21L’arrivée de la psychopharmacologie a renforcé cette nécessité et en a fondé, rétroactivement, l’importance. En effet, on ne prescrit pas le même traitement médicamenteux à un dépressif et à un délirant. De ce point de vue et de manière générale, la psychopathologie a tout son intérêt pour la prescription.
22Mais, là encore, faut-il prendre un peu de recul. Un livre récent, « la dépression est-elle universelle » de Catherine Lutz explique comment une peuplade d’une île perdue de Micronésie, les Ifaluks, ne connaîtrait pas la dépression. Nous pouvons imaginer nos savants partant à la recherche du gène miraculeux que posséderaient les habitants de cette île et qui les mettrait hors d’atteinte de notre fléau occidental. J’imagine qu’ils ne trouveraient rien. L’observation ethnologique qu’a menée l’auteur sur cette île lui a permis de voir, en effet, des personnes tristes, abattues, sans goût à la vie. La différence est que, chez ces gens-là, ces signes ne sont pas signes d’une maladie (ils n’ont d’ailleurs, paraît-il, aucun mot dans leur langue pour désigner ce que nous appelons le psychisme) mais de difficultés relationnelles, avec la communauté dans son ensemble. De ce point de vue : on peut affirmer que la dépression n’existe pas là-bas. L’auteur démontre bien que, pour qu’il y ait dépression, il faut au préalable une construction de monde où ce mot puisse faire sens.
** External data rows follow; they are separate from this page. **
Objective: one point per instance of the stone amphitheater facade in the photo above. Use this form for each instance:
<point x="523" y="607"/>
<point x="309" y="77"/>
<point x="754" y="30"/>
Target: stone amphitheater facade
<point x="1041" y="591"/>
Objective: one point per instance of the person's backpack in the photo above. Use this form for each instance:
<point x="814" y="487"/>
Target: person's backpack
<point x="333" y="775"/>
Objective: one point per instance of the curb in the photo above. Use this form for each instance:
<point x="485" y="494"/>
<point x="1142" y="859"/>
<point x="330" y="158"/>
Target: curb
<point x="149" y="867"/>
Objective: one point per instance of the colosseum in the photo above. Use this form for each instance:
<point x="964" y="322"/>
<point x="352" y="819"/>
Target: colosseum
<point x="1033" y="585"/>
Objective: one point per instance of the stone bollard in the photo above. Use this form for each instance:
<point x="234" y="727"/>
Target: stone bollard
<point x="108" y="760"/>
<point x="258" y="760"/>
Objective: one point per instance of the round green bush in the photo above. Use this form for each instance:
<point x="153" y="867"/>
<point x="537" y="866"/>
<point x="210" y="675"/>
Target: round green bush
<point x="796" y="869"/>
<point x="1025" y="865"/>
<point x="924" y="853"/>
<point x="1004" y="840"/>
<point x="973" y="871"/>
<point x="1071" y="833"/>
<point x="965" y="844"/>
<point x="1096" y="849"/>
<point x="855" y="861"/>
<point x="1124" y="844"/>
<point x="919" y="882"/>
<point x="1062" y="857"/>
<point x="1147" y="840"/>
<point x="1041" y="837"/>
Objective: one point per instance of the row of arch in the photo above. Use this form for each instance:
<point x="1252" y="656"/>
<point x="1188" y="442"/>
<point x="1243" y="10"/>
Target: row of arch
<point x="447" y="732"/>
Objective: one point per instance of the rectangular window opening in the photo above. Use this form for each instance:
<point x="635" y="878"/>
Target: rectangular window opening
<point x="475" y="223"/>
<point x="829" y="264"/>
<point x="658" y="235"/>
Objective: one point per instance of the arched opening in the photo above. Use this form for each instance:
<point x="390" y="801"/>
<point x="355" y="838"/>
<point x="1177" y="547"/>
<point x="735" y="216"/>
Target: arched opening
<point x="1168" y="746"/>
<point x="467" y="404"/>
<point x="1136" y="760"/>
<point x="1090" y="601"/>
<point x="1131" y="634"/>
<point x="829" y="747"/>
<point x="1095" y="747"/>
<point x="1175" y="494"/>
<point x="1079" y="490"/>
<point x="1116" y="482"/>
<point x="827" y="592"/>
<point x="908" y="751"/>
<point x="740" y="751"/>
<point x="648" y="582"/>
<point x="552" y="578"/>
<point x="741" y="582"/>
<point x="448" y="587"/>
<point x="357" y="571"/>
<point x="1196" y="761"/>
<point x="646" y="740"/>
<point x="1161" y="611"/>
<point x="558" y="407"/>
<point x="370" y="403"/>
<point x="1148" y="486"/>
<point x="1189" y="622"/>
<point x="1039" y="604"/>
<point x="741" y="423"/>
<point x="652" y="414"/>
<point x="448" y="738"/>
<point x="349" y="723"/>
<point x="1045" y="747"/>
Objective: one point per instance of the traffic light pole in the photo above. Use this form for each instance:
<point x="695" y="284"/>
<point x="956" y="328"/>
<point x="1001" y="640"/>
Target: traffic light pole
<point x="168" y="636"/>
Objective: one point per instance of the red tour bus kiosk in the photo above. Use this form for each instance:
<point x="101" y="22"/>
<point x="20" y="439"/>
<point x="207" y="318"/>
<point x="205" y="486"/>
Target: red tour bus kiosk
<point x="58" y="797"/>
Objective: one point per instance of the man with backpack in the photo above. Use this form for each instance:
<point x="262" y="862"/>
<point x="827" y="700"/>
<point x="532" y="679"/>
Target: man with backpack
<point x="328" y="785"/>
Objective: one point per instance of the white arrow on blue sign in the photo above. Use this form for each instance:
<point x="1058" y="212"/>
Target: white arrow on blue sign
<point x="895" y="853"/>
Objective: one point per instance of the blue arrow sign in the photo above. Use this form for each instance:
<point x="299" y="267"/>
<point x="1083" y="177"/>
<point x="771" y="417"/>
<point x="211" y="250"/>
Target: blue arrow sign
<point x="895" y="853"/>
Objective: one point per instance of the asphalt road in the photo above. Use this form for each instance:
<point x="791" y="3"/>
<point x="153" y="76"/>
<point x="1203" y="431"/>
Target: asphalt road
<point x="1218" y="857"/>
Un monde où les gens se définissent par une intériorité, un psychisme, un monde où l’individu prime sur le groupe, en bref, comme elle le dit, un monde américano-européen.
23Mais, sortis de cet intérêt prescriptif, que nous dit la psychopathologie ?
Elle nous parle de symptômes dont la collation permet de diagnostiquer une maladie, c’est-à-dire un état anormal de la psyché. Dans cette phrase, il y a superposition directe de termes de la médecine somatique à l’activité psychique : symptôme, maladie, psychisme au lieu de somatique. Nous nous trouvons face à une transposition imaginaire du somatique à un autre corps « ethérique » que l’on appelle psyché et auquel on attribue un fonctionnement soit dérivé et dépendant du somatique (organiciste) soit indépendant mais organisé à l’instar du somatique. Il y a, donc, signes, symptôme de ce corps et organe à la fois qui vont inférer sa maladie.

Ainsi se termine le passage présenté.